And, for the first time, Wawa is trying Florida, where it began work last year on the first of 50
stores it hopes will cater to hoagie-hungry expatriates and tourists by 2014.
It's a thousand-mile step for the $5 billion (yearly sales) company, whose current network sprawls from North Jersey to the Poconos to central Virginia.
Florida is "an underserved market," says Howard Stoeckel, Wawa's chief executive officer. "We feel the economy has bottomed. We'd like to be positioned as the economy grows."
Why not, say, Pittsburgh? "Sheetz country," Stoeckel says, citing the "respected" Altoona, Pa.-based chain. Carolinas? Already colonized by efficient, Tulsa, Okla.-based QuikTrip. Wawa won't do acquisitions. So "we're leapfrogging" to Orlando and Tampa.

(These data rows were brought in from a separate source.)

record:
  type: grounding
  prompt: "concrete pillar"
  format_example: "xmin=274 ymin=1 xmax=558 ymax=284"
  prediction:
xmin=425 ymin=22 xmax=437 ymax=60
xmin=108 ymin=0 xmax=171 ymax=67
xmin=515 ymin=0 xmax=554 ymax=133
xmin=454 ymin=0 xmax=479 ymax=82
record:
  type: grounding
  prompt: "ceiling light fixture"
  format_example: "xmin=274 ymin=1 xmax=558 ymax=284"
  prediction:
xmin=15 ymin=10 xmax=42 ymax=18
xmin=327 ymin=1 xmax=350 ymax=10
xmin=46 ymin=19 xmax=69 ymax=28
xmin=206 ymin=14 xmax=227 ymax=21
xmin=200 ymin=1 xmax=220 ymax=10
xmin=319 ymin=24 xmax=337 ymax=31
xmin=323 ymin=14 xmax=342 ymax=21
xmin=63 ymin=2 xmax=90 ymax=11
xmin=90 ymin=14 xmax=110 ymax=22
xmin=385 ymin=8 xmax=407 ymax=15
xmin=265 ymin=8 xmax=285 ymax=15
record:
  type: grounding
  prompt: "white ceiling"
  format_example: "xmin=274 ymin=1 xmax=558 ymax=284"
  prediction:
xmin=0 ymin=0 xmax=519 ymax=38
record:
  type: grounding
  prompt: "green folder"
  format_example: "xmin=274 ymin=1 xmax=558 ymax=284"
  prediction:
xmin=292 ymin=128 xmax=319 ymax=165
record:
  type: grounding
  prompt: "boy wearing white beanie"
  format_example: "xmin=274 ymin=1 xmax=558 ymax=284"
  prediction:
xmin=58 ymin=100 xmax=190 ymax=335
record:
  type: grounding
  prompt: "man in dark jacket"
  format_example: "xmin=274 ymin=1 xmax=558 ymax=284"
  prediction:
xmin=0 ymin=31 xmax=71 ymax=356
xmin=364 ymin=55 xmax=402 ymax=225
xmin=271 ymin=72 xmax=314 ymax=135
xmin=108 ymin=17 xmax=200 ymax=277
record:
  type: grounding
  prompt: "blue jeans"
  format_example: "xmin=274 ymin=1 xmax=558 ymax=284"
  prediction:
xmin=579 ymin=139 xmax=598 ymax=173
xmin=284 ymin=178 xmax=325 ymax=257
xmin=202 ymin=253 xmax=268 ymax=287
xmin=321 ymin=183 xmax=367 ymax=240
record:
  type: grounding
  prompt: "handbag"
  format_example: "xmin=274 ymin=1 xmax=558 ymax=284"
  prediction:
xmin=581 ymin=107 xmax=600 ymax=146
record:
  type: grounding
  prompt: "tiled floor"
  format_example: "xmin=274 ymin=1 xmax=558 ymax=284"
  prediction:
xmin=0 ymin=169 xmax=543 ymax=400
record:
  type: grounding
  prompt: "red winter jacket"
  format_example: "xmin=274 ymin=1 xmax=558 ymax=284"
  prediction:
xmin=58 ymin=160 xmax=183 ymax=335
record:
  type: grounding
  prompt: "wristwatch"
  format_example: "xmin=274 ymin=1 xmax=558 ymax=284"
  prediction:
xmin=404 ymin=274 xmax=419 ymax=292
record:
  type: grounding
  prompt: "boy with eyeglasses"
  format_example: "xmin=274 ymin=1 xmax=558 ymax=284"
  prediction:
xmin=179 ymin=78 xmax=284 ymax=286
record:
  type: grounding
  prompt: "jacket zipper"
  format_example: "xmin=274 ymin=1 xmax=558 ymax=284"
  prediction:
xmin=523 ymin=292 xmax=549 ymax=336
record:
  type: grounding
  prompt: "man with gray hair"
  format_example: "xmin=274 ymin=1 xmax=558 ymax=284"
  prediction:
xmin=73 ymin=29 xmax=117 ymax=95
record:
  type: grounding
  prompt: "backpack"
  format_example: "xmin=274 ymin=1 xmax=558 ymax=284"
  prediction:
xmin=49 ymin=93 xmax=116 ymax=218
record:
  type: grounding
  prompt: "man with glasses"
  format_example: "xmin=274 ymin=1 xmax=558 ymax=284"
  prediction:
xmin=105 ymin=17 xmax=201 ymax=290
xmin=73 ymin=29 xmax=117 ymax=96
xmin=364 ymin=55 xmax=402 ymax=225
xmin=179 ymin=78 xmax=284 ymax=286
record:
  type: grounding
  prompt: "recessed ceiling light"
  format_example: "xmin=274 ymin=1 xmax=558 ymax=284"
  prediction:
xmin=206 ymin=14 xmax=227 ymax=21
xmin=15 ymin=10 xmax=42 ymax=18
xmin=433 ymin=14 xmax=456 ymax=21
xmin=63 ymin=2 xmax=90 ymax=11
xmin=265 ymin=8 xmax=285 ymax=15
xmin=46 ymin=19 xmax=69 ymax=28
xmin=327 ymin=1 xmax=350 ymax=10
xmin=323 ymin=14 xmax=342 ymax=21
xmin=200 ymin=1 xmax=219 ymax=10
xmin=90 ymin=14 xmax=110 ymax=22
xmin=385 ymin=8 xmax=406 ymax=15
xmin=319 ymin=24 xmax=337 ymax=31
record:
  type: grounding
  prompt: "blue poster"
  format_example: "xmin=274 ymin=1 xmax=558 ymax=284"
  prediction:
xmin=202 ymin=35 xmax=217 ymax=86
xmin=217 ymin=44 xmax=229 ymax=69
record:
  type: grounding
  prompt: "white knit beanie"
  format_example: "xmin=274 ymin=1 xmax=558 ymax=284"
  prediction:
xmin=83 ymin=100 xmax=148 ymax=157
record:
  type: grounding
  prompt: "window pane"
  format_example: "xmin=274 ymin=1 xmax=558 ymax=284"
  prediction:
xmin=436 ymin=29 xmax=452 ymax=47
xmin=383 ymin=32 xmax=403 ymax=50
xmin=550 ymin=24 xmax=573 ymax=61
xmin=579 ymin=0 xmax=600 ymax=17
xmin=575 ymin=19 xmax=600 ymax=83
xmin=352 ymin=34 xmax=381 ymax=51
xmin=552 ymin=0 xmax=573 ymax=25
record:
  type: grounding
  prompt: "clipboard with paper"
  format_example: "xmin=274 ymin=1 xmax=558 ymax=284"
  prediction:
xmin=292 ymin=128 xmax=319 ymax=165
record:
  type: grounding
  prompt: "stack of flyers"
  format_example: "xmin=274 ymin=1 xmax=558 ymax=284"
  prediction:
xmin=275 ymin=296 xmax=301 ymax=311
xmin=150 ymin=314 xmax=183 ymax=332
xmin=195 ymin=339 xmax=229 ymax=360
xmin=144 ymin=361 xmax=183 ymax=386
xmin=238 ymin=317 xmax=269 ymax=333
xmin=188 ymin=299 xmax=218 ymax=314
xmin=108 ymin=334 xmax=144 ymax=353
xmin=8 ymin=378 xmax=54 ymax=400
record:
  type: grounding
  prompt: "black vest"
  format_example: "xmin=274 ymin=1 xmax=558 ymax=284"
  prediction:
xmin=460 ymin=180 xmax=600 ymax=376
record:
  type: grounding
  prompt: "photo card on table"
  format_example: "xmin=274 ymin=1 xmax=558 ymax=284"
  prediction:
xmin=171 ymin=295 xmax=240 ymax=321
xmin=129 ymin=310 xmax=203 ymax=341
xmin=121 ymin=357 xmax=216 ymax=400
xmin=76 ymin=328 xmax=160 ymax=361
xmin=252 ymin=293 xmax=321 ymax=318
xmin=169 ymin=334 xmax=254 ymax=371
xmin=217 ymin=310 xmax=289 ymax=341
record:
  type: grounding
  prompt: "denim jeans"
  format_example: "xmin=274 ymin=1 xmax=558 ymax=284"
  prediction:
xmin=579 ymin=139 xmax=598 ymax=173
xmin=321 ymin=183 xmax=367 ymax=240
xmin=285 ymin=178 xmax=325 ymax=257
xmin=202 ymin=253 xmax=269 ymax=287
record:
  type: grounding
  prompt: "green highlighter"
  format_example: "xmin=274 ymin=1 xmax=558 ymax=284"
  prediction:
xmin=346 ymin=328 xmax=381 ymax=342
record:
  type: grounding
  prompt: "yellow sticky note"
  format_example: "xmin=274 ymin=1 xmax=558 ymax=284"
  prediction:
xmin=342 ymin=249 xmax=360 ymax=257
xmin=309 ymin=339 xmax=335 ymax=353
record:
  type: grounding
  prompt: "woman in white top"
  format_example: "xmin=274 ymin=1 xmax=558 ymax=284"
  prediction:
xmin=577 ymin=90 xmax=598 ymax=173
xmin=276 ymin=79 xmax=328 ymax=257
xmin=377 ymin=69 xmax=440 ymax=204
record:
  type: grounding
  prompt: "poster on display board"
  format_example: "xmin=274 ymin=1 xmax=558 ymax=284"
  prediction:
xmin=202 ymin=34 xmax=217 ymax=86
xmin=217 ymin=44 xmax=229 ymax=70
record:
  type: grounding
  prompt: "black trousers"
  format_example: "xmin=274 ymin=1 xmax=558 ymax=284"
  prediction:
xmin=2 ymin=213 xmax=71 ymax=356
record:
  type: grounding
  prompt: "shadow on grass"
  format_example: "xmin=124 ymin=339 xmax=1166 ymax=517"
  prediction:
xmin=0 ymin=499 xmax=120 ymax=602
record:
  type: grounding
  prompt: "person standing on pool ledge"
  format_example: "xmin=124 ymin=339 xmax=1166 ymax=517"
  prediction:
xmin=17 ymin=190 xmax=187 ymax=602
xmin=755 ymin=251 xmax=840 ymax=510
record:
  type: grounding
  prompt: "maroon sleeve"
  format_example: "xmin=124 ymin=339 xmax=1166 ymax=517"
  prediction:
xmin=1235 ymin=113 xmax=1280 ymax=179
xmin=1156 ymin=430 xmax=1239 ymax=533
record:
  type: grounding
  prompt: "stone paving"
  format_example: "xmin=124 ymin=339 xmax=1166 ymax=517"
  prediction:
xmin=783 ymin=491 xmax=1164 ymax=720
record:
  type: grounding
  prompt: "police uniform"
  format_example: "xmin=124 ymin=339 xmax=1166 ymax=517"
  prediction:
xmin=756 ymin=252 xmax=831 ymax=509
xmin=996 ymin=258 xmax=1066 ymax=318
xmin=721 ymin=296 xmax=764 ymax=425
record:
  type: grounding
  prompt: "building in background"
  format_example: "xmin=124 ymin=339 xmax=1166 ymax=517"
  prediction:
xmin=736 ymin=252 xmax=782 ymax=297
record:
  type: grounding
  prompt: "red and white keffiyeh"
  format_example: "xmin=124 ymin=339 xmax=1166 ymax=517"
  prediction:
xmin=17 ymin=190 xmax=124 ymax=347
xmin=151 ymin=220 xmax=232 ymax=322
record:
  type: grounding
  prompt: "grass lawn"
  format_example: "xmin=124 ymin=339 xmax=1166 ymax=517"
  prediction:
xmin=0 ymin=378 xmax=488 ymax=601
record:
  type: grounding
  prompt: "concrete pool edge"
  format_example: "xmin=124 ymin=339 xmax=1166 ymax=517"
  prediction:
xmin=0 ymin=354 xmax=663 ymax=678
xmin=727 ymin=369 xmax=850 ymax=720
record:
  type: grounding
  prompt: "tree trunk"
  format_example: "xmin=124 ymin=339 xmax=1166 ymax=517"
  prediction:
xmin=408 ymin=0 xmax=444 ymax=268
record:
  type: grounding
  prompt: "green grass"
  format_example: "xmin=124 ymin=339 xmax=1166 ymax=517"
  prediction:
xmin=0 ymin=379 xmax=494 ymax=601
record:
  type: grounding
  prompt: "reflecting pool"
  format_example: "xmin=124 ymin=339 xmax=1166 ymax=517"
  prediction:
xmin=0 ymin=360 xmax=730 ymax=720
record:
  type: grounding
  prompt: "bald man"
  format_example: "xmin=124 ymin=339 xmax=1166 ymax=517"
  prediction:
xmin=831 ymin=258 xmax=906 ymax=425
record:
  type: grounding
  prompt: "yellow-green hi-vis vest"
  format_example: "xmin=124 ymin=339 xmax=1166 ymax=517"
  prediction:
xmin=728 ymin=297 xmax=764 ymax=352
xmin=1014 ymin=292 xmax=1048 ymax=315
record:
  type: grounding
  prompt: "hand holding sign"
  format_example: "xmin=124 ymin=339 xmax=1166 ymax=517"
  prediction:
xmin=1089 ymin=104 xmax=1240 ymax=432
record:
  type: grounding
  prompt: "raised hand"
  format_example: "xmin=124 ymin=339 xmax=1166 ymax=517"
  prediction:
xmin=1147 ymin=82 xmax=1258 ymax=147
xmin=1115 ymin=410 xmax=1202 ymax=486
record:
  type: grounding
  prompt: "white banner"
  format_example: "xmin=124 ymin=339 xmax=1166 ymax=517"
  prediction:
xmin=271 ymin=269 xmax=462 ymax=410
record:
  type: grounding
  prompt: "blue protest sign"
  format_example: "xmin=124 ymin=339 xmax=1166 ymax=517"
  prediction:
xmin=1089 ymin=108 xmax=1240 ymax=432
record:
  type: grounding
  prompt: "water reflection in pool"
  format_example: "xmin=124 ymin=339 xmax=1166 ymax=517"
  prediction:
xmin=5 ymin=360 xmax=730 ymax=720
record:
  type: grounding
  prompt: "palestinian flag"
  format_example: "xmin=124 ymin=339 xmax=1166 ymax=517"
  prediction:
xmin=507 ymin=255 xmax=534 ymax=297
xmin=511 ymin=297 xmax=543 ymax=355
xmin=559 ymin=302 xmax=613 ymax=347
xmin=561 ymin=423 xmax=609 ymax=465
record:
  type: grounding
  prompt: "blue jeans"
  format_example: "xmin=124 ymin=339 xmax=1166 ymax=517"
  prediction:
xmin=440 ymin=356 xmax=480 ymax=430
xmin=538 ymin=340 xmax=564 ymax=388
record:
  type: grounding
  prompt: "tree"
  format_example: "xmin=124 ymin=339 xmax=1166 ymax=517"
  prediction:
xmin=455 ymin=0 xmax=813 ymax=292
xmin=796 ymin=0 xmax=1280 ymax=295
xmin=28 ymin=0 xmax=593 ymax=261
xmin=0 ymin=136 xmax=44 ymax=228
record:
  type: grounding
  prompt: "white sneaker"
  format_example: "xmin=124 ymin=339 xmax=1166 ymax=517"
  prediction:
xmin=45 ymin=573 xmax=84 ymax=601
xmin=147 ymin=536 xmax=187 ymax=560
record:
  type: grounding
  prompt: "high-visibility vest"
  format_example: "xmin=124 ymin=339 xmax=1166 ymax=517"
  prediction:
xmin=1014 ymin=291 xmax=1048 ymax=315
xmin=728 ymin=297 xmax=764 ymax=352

Why grow at all? As a private company, it is 49 percent owned by the Wood family trust, representing descendants of Wawa's founders, a family with old South Jersey merchant and industrial roots. It is nearly 30 percent owned by an employee stock ownership program (ESOP), the rest by Wood family members and managers. Because of that, Wawa can set sales, profit, and growth goals. But even private owners expect rising profits, which means more stores, says Stoeckel, who started his career at Wanamaker's and admires Wegmans Food Markets Inc. and Southwest Airlines Co.
The slow economy makes it easier to hire and keep workers; turnover is down more than half, to about 40 percent annually. Land costs are also down. That makes growth easier: New Wawa openings have risen, from 10 to 12 a year in the late 2000s, to 20 last year, and a planned 28 this year, including the first seven in Florida.